Maintenant, la task force a également re?u un nouveau mandat - qu'est-ce qui change ?
L'état-major de crise du conseiller fédéral ayant été dissous, le lien entre la Task Force et l'OFSP est désormais beaucoup plus direct. Des rencontres régulières sont ainsi prévues, qui nous permettront de faire le point sur l'état actuel des connaissances et aussi sur les questions en suspens des deux c?tés. Nous devrions ainsi être en mesure de réagir encore plus rapidement. Autre point important : nous avons convenu d'améliorer encore l'échange de données - c'est essentiel, car une recherche pertinente repose sur une bonne base de données.
Votre prédécesseur Matthias Egger était très présent dans l'opinion publique et a parfois aussi critiqué l'action des autorités - êtes-vous fait du même bois ?
Je suis impressionné par ce que Matthias Egger a mis en place avec la Task Force - de mon point de vue, il était exactement l'homme qu'il fallait au moment où il le fallait. Mais les derniers mois ont été incroyablement intenses et fatigants - je comprends tout à fait qu'il souhaite à présent se consacrer davantage à ses t?ches au FNS. Pour répondre à la question : J'ai toujours apprécié que de nombreux membres de la task force soient présents dans les médias gr?ce à leur grande expertise dans certains domaines. Je défendrai la vision globale de la task force dans les médias. Mon impression est que le consensus au sein de la population, par exemple sur les mesures, a plut?t diminué, il se peut donc bien que le point de vue de la Task Force soit encore plus demandé sur certains points.
Et que se passe-t-il si vous et l'OFSP n'êtes pas d'accord ?
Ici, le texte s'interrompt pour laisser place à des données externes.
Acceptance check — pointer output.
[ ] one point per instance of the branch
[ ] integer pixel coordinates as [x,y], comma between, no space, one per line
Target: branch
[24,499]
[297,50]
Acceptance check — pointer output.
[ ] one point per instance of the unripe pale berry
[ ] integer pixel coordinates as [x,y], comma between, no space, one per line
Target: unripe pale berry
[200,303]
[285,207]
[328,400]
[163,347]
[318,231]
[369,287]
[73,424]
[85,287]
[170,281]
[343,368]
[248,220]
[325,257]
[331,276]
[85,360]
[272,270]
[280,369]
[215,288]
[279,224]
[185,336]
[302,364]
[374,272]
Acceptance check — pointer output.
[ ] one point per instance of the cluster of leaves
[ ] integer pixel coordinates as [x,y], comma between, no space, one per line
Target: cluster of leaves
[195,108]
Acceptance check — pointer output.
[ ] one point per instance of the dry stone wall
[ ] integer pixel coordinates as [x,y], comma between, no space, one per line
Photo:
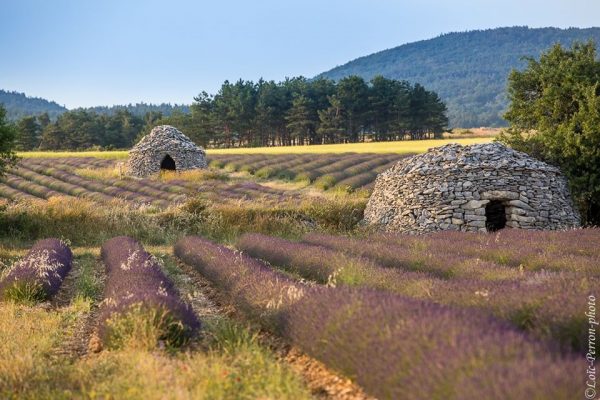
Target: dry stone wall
[454,187]
[146,157]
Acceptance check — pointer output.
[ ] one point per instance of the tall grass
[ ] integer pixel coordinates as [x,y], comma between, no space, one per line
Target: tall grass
[394,347]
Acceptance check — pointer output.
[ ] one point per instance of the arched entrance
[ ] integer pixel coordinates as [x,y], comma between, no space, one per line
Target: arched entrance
[168,163]
[495,214]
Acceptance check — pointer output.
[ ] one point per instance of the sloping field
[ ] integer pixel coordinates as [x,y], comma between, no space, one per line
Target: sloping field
[400,147]
[98,179]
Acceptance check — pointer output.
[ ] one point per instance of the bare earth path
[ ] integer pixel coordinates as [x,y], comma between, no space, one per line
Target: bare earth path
[322,382]
[81,331]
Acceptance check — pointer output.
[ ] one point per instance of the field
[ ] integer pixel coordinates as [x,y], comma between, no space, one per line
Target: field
[255,279]
[402,147]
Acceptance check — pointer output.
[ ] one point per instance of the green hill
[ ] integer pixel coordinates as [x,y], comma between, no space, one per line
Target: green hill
[19,105]
[468,70]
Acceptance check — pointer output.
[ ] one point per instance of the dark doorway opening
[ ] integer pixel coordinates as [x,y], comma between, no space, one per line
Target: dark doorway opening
[495,214]
[168,163]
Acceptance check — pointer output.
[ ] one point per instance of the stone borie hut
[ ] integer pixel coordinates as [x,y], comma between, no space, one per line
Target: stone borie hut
[470,188]
[165,147]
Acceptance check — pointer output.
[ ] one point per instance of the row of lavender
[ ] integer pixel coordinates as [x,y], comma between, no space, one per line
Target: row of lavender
[140,302]
[45,178]
[345,171]
[548,304]
[392,345]
[38,275]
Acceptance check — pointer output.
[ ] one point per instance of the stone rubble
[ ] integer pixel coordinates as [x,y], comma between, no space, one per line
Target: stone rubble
[145,157]
[448,188]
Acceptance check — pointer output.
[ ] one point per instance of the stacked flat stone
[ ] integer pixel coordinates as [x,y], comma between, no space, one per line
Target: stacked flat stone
[448,188]
[145,158]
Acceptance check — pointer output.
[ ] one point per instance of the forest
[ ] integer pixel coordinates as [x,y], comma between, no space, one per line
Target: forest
[296,111]
[468,70]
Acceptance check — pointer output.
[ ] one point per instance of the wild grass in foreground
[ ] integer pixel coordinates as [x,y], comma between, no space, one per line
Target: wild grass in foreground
[394,347]
[39,274]
[141,305]
[231,362]
[85,222]
[547,304]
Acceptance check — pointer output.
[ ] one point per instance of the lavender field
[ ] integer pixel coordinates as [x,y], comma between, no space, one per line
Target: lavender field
[255,279]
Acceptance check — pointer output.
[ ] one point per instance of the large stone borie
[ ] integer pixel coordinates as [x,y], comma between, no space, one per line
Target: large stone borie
[165,147]
[470,188]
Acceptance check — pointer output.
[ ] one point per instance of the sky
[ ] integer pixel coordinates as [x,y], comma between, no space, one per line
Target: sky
[83,53]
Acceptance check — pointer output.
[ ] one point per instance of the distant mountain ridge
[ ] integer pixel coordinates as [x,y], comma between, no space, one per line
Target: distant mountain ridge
[19,105]
[468,70]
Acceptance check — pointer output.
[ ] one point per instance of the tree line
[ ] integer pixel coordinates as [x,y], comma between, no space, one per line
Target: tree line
[296,111]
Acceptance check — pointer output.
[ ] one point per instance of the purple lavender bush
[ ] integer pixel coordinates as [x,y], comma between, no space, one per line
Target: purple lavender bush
[544,303]
[137,290]
[255,288]
[393,346]
[399,348]
[37,276]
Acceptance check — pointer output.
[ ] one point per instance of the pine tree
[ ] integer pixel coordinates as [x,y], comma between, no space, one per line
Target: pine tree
[7,139]
[331,122]
[28,134]
[300,125]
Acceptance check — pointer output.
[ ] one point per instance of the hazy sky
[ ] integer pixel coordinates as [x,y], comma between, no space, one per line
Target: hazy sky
[84,52]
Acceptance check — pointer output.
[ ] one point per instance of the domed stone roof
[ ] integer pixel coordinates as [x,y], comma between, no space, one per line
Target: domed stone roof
[165,147]
[481,187]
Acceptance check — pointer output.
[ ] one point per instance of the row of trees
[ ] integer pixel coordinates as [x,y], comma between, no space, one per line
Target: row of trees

C'est une bonne chose ! Si nous avons appris quelque chose de la crise de la Corona, c'est que nous ne pouvons résoudre les problèmes qu'ensemble. Dans une situation aussi exceptionnelle, il est absolument essentiel d'avoir des avis différents et d'en discuter - sinon, on risque de s'égarer dans l'une ou l'autre direction. La task force discute donc intensivement avec les autorités et communique ensuite son point de vue et ses arguments au public.
Votre point de vue : où se situe la Suisse dans la crise de la coronarographie ?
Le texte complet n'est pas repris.